Two shaved-headed Russian thugs start by beating up Hank and sending him to the hospital. A Puerto Rican nightclub owner threatens him in turn. Two heavily armed rabbis are also on his trail—Liev Schreiber and Vincent d'Onofrio, amusing as bearded, violent pious men. A corrupt investigator (Regina King) complicates the case. The key to the plot is a key that leads to a stash. It's hidden in a plastic turd in the cat's litter box. This is the pretext for a wild chase through the seedy streets of New York, from Chinatown to Brighton Beach.
Skip the adThrough this adaptation of a Charlie Huston novel, Darren Aronofsky takes a nostalgic look at NYC, an urban jungle populated by strange zebras. The Brooklyn native remembers the city of his younger years. It's touching but not enough to get a limp-kneed roller coaster off the ground, a roller coaster without any real momentum or acceleration, despite the heavy guitars of the Bristol punk rock band Idles. Aronofsky films with the handbrake on. The dialogue doesn't spark. The gunshots sound like damp squibs. Trapped never gets going and ends up looking like a pale Tarantino copy.
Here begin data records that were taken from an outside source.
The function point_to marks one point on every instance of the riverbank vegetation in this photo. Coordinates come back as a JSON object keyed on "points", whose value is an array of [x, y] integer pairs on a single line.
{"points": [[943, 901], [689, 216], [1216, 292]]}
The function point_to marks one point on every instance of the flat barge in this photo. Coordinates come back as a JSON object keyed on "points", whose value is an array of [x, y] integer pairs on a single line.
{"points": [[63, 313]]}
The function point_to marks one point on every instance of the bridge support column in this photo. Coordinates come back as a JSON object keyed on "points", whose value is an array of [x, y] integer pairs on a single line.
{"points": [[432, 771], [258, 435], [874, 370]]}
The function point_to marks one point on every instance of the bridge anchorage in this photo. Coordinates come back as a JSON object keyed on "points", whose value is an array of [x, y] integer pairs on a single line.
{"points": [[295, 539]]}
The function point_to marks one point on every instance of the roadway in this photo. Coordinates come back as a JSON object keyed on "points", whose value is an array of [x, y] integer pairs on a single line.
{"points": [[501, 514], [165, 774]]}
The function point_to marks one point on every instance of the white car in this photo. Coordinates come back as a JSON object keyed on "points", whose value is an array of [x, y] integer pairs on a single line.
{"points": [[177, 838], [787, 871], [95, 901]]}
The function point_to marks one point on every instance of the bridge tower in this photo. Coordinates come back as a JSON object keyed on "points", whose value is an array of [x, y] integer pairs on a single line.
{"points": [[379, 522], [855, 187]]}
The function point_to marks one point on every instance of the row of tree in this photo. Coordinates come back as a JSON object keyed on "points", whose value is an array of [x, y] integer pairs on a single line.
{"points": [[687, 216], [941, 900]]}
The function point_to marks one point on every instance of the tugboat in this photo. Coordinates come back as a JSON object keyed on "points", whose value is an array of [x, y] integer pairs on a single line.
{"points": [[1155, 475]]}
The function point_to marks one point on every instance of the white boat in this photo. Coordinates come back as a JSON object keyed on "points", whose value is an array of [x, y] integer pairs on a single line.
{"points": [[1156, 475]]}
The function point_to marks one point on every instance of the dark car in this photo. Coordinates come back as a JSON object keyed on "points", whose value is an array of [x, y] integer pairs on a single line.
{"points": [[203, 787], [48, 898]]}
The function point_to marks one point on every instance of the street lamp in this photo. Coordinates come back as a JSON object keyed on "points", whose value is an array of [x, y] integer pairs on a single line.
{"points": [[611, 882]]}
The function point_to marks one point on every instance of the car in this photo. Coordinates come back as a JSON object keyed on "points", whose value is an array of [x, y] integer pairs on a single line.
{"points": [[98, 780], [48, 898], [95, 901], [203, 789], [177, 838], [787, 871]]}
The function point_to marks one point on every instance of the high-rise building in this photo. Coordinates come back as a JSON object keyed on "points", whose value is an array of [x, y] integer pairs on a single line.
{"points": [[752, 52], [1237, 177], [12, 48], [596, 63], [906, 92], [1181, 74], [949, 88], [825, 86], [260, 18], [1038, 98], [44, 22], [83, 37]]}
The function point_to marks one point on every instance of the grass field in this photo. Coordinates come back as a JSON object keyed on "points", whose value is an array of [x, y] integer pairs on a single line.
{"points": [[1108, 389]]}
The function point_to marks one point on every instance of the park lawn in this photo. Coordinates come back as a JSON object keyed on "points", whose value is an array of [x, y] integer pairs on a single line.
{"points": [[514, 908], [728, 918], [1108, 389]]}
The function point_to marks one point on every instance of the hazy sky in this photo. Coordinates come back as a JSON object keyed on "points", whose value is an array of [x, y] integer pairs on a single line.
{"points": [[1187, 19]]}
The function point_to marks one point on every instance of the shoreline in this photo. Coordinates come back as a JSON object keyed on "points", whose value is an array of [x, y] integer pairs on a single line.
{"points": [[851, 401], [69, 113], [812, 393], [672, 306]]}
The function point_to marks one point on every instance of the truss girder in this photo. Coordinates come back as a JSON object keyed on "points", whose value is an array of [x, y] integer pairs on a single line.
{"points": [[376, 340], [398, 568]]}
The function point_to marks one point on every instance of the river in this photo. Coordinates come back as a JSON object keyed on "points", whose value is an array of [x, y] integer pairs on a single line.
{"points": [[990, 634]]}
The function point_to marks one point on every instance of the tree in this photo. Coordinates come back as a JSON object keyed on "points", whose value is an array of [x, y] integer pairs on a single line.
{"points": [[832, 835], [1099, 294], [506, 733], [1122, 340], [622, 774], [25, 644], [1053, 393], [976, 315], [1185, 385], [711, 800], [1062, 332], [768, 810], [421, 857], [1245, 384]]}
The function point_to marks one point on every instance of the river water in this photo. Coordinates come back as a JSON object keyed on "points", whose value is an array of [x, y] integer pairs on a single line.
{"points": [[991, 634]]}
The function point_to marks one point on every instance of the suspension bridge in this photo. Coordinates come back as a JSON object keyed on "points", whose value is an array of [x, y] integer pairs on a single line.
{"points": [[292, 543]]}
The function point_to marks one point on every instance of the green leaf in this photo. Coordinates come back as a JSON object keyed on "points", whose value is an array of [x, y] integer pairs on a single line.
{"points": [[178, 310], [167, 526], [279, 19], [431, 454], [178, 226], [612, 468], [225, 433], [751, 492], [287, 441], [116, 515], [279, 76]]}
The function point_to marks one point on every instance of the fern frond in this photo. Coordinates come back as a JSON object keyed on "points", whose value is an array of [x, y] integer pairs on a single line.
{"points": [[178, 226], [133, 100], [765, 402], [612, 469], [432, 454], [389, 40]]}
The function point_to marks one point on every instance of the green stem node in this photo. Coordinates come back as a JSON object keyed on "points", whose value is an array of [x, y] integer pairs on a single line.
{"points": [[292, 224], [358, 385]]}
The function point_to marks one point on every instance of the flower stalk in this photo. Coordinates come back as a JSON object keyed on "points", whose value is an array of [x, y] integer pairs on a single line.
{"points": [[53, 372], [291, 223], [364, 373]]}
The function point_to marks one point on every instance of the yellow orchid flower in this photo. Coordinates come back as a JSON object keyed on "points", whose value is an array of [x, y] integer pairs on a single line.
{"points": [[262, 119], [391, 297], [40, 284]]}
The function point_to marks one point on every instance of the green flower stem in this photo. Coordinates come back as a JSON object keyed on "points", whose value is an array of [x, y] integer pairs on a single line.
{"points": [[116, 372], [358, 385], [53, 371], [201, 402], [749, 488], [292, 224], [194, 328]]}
Darren Aronofsky doesn't really help his case as an unclassifiable and often disappointing filmmaker. Drug trip ( Requiem for a Dream , based on the novel by Hubert Selby Jr), sci-fi melodrama ( The Fountain ), psychoanalytic thriller ( Black Swan , Mother! ), wrestling film ( The Westler , with Mickey Rourke back), biblical blockbuster ( Noah ), or tear-jerker drama ( The Whale , with an overweight Brendan Fraser ), we're hardly any further ahead on what drives the American filmmaker, honored with a retrospective at the Cinémathèque Française last April.